A way in which interracial marriage would be discouraged, without a rejection of interracial marriage itself, would be for example in conditions relating to the general status quo value of people bonding most with people of their own socioeconomic stratum, with women facing additional pressure to marry men of means greater than their own. Even if we reduce everyone just to the median wealth, we already see a disconnect between the average white woman and the average black man - marriages between people of such different classes would be infrequent even if race weren't a factor at all. Members of disadvantaged races are of course harshly affected by this, but without rejection of interracial marriage itself as a larger concept as the true core issue.

Further on the aversive racism idea: the survey did not find significant differences across races for their answers. If white people are dishonestly answering the survey because they do not want to appear racist to themselves, then why would their views rank so similarly with members of all other races?

No one is asserting that race and racism (as well as issues of class and gender and so on) no longer have powerful effects on our lives. There are many, many, many ways in which the various races of America are pushed apart. I don't know anyone who argues otherwise - certainly not in this thread.

However, what is being argued, and shown, is that interracial marriage itself as a concept is not generally viewed with opprobrium by millenials, even by ones who no doubt hold many other racist attitudes, conscious and unconscious.

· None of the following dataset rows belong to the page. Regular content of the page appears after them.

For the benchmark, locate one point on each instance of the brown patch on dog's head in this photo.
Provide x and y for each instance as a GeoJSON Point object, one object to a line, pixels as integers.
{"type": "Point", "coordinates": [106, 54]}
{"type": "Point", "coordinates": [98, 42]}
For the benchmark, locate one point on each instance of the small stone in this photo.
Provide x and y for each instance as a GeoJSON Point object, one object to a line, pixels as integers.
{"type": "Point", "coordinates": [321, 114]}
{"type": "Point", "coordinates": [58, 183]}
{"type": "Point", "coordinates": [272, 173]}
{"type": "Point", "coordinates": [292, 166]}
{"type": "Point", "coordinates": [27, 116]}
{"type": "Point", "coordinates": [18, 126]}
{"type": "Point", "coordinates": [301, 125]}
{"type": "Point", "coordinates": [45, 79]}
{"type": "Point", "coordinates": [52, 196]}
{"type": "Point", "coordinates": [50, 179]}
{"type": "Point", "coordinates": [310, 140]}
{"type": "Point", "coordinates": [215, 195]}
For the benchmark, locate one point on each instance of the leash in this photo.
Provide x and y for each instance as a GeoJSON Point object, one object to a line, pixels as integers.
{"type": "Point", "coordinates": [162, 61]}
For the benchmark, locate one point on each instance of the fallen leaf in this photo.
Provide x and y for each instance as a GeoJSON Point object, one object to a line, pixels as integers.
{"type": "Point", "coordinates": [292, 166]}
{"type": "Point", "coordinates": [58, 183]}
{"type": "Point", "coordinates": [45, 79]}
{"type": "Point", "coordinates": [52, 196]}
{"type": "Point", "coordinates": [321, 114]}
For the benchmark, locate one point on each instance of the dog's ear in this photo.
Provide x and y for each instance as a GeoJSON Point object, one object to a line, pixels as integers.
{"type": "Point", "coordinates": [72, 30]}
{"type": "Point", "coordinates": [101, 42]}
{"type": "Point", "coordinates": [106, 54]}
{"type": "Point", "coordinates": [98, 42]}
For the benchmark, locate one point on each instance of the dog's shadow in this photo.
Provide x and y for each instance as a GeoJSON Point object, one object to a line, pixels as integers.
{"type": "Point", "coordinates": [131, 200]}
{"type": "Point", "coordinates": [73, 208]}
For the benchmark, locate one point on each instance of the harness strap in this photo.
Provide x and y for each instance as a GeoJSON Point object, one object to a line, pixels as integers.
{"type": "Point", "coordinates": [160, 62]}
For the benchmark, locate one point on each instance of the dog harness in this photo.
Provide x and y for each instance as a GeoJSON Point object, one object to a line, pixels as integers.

Further, the people whom I personally know, who consciously choose to not date outside of their ethnicity, are all members of various minorities - from my own personal set of anecdata, from at least three discrete groups from off the top of my head. They accept interracial marriage, but they have internal and external pressure to maintain their own ethnic identities, separate from the concept of interracial marriage itself as a larger concept.

Their answer on the survey would be one of honest approval, but factors other than rejecting interracial marriage itself are at play for them.

This is why they intentionally designed the survey to avoid the question of "would YOU marry outside of your own race." It is crucially important in surveys to narrowly tailor them to the precise issue are you studying.

I also don't really get why most of the survey questions are about interracial dating/marriage relationships

Because interracial relationships were specifically what the survey was about. It was not an all-encompassing survey about race views in general.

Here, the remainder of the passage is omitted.